Sunday morning, August 9, 2015 I was, as is my habit, listening to “On Being” with Krista Tippett interviewing John O’Donohue, the now deceased Irish poet and philosopher.
Besides the sheer beauty of the music of his Irish voice which seem to come from some eternal place within him, he, with his words, reminded me and others listening of something Meister Eckhart, a 14th-century mystic said. “There is a place in the soul — there is a place in the soul that neither time, nor space, nor no created thing can touch." Mr. O’Donohue went on to say, “…that your identity is not equivalent to your biography. And that there is a place in you where you have never been wounded, where there's still a sureness in you, where there's a seamlessness in you, and where there is a confidence and tranquility in you.”
It occurred to me that this is exactly what it means to be healed. As a counselor/therapist I have long maintained that what I do is to sit with a person while they become quiet enough to discover that confident, peaceful, wise place which we all have within us.

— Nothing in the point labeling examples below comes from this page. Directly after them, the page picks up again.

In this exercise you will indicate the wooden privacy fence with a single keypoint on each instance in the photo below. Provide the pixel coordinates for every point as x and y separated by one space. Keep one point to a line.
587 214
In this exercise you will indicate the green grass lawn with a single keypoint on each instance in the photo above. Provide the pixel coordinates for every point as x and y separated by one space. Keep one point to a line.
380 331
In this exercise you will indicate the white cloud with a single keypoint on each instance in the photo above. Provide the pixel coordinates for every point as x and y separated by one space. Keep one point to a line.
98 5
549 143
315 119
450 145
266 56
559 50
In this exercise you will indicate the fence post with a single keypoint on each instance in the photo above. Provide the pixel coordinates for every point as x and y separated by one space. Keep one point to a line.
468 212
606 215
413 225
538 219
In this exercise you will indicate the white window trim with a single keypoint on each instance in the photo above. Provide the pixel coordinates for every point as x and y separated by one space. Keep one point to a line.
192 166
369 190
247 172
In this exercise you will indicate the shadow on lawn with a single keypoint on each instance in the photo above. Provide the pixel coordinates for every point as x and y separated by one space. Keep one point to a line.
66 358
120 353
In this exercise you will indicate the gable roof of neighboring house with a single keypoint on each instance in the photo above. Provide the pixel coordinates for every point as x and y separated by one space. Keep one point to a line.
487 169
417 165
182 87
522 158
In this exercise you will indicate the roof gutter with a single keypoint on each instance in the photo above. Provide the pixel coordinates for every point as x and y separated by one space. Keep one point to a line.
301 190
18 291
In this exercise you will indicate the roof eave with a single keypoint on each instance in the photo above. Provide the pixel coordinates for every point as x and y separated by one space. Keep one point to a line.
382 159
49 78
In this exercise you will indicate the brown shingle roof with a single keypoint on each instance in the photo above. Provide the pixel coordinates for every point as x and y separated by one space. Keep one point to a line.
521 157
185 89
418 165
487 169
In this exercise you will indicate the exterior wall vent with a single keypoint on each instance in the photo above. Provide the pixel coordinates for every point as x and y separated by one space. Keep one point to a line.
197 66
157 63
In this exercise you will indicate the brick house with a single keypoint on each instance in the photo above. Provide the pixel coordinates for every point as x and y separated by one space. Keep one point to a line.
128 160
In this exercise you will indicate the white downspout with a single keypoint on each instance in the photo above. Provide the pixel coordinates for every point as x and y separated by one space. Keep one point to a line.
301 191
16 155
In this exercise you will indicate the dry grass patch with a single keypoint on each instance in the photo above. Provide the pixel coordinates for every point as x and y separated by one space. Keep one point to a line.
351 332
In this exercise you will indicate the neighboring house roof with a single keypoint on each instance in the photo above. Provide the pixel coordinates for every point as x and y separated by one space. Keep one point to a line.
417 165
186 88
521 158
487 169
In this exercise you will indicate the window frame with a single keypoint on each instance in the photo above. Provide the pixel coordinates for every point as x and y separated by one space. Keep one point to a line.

Often I tell stories to illustrate what we are looking for. Frequently these are stories of people I have known- of the experience of others who have found this place within themselves. I am reminded of the belief by some Native American tribes that we are our stories although the question might arise, “Which story?” I tell myself many stories about myself. My memory is shaped and molded each new day – with the myriad of impressions, experiences, and emotions which have come to visit on any particular day. My memory may also be affected by what I want to believe. If I tell myself a story often enough I may come to believe it. Then I have to ask myself what is true. Sometimes I have no idea of “the facts” but if quiet enough I will know “the essential truth” which is always related to the purpose of the story. When a Native American tells his or her story, it is frequently an analogy or a metaphor intended to convey some essential truth about the purpose and meaning of this life journey.
Mr. O’Donohue reminds us that we are always more than the story we tell ourselves. We are a story which cannot be conveyed with words. I would hope that all of us have had the experience of meeting someone for the first time and knowing that we have known them forever – that they can be trusted completely with who we are which is not our costume, or roles, our education, or our abilities. It is that person with whom we have a connection which is eternal – a connection which reminds us that there is no us or them. We jointly just are.
It is the job of the shaman, healer, parent, friend, mentor, sponsor to support us in being present with ourselves without all the shields, judgment, or fears. The goal is to just notice or be present with who I am which is this strong, connected, loving person.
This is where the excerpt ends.